In your initial setup can you explain what machine runs the proxy role and where it sits. I guess it’s either network (like what Gostev said) or some kinds of proxy/repo misconfig.
It’s very hard to “troubleshoot” via forum without a full picture. So the more details you provide the better and you can always have a ticket with Veeam support to have a look.
I didn't want to provide TOO much detail in the initial post, but glad to elaborate.

VBR server is located at Site 4 (DR site).

Backup example used takes place at site 2
Production server is running VMware and all SSD storage W/ 10G networking.
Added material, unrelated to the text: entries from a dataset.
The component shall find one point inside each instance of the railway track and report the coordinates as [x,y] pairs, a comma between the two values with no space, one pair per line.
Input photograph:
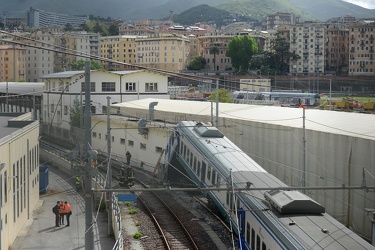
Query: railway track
[175,235]
[175,227]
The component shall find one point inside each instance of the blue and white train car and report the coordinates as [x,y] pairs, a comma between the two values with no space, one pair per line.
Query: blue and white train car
[269,219]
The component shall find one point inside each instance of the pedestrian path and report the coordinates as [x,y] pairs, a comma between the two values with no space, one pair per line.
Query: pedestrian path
[40,232]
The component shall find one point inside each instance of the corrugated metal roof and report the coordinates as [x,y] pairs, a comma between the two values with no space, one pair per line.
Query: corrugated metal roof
[345,123]
[65,74]
[22,88]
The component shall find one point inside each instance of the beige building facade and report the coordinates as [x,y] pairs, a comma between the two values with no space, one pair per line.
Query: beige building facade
[362,48]
[164,51]
[12,63]
[19,174]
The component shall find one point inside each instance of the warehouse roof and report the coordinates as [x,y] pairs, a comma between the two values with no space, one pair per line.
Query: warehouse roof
[345,123]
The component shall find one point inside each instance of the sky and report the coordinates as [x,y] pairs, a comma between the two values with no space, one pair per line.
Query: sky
[369,4]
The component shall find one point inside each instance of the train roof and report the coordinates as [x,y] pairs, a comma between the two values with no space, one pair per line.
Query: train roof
[298,217]
[22,88]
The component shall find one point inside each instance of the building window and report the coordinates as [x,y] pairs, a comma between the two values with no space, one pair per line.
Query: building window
[130,86]
[65,110]
[92,86]
[108,86]
[158,149]
[151,86]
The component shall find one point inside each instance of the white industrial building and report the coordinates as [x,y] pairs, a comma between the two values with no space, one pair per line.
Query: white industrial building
[19,174]
[339,147]
[63,89]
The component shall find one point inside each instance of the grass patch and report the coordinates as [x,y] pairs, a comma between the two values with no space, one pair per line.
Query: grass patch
[133,211]
[137,235]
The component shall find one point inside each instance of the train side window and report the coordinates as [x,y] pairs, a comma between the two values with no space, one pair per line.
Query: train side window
[231,201]
[248,233]
[199,169]
[195,164]
[252,238]
[264,246]
[209,172]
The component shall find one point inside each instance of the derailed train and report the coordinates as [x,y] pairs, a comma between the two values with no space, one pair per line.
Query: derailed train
[269,219]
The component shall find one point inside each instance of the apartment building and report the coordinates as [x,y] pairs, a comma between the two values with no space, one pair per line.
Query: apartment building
[37,18]
[12,63]
[308,42]
[118,48]
[273,21]
[73,46]
[40,62]
[337,49]
[168,52]
[361,44]
[19,174]
[218,61]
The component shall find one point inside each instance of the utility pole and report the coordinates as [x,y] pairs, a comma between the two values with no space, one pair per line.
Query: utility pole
[109,174]
[217,103]
[304,151]
[88,169]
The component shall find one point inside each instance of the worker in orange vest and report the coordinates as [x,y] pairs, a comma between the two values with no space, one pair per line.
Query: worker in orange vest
[68,213]
[62,212]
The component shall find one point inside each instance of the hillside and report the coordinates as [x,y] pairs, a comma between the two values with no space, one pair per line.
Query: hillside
[204,13]
[326,9]
[151,9]
[258,9]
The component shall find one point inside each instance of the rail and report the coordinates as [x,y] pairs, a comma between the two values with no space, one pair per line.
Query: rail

VMware management is on VLAN 7
The repository details are covered above, and is on VLAN 8
VBR Proxy server is setup at site 2 running as a VM on the Production server. The proxy server is on VLAN 8 along with the repository. The backup did use Hot-add mode
The 10G switch that all of these devices are connected to serves as the Gateway and Router between VLANS, so even though in theory no traffic should be going over it as long as hot-add mode is used, i figured I would mention that it should not be a firewall issue.
tyler.jurgens
Veeam Legend
Posts: 290
Liked: 128 times
Joined: Apr 11, 2023 1:18 pm
Full Name: Tyler Jurgens
Contact:

Re: Veeam Backup Job Performance Issues

Post by tyler.jurgens » 1 person likes this post

DavidAno wrote: Feb 15, 2024 7:49 pm I would gladly switch to a Linux repository if it would resolve these performance issues. I just went with TrueNAS because it is what I am familiar with for network storage. That being said I manage several Linux web servers and am comfortable working with them.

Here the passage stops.